4) L’irruption en troisième position avec 11,9% du candidat d’extrême droite, André Ventura qui a créé son mouvement Chega (ça suffit) en 2019 (1,3% et un député aux élections législatives) ; est le fait le plus significatif du scrutin. Il oriente la configuration politique vers la droite. C’est la première fois depuis l’instauration de la République portugaise que l’extrême droite obtient un tel résultat. Ouvertement raciste et xénophobe se revendiquant comme « antisystème ». Il a largement été promu par les médias et s’est prévalu du soutien de l’extrême droite européenne (Matteo Salvini et Marine Le Pen notamment). Sans négliger un vote transversal limité d’électeurs potentiels de la gauche vers l’extrême droite, mais qui, pour la plupart, ont grossi les rangs de l’abstention ; le candidat de l’extrême droite a, avant tout, largement bénéficié de l’apport d’électeurs de la droite radicale (CDS) et du PSD, mécontents du positionnement « centriste » et consensuel de leur parti.
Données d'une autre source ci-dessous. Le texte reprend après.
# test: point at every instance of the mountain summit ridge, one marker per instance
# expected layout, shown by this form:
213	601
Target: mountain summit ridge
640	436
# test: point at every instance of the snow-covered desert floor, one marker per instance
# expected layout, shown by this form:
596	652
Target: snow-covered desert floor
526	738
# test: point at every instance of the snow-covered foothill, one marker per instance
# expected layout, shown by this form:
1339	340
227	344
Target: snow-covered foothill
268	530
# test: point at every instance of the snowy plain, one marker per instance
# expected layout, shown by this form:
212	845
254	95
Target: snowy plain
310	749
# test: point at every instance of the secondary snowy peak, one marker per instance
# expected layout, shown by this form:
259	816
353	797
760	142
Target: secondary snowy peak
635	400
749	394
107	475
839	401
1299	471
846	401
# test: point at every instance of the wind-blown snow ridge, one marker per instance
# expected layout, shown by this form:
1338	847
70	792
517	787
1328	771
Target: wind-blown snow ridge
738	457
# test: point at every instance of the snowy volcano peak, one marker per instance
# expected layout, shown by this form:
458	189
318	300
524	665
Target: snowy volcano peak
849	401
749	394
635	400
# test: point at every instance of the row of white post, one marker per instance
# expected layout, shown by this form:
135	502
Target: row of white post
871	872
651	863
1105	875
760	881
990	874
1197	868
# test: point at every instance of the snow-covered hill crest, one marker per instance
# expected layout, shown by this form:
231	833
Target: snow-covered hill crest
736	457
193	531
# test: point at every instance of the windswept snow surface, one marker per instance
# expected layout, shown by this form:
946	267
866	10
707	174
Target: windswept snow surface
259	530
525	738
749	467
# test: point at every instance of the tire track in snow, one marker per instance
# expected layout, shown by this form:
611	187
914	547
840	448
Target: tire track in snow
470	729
5) Avec un résultat de 3,22%, le candidat d’Initiative libérale, Tiago Mayan, participe aussi de cette restructuration de la droite portugaise.

6) Le candidat présenté par le PCP (soutenu par les Verts) Joao Ferreira obtient 4,32% des suffrages, un résultat légèrement supérieur au résultat obtenu par son représentant en 2016, Edgar Siva (3,94%). Le contexte marqué par une aggravation de la crise sanitaire qui a favorisé l’abstention et –selon le secrétaire général du parti, Jeronimo de Sousa- « le déplacement de voix vers le Président sortant du fait de la dramatisation autour de la possibilité d’un deuxième tour au sein duquel l’extrême droite aurait pu être présente » ; n’a pas permis de donner suffisamment de force et d’ampleur à la candidature de Joao Ferreira. Celui-ci « a mis au centre de sa campagne la défense des travailleurs, des Services publics, des libertés, de la démocratie et donné ainsi un sens à ce que la Constitution de la République, les valeurs d’Avril, représentent encore, afin d’apporter une réponse aux problèmes structurels du pays »…une candidature qui a « affirmé la souveraineté et les intérêts nationaux indissociables du droit du pays à son développement » ; néanmoins selon Joao Ferreira « l’exigence de la promotion et de la défense de ses valeurs sera un enjeu crucial pour les cinq prochaines années ».

7) Le Bloc de gauche et sa candidate Marisa Matias obtiennent avec 3,9% un résultat « bien au deçà des expectatives ». D’autant plus qu’en 2016 Marisa Matias -certes dans une situation politique différente où elle avait pu représenter une alternative pour nombre d’électeurs socialistes déçus par leur parti- avait obtenu avec 10,16% le meilleur résultat pour le Bloc de gauche à une élection présidentielle depuis sa création. Pourtant la campagne de la candidate du « Bloco » a elle aussi tenté de porter dans la campagne les exigences de la défense et du développement du service public et des libertés fondamentales face notamment à la montée de l’extrême droite.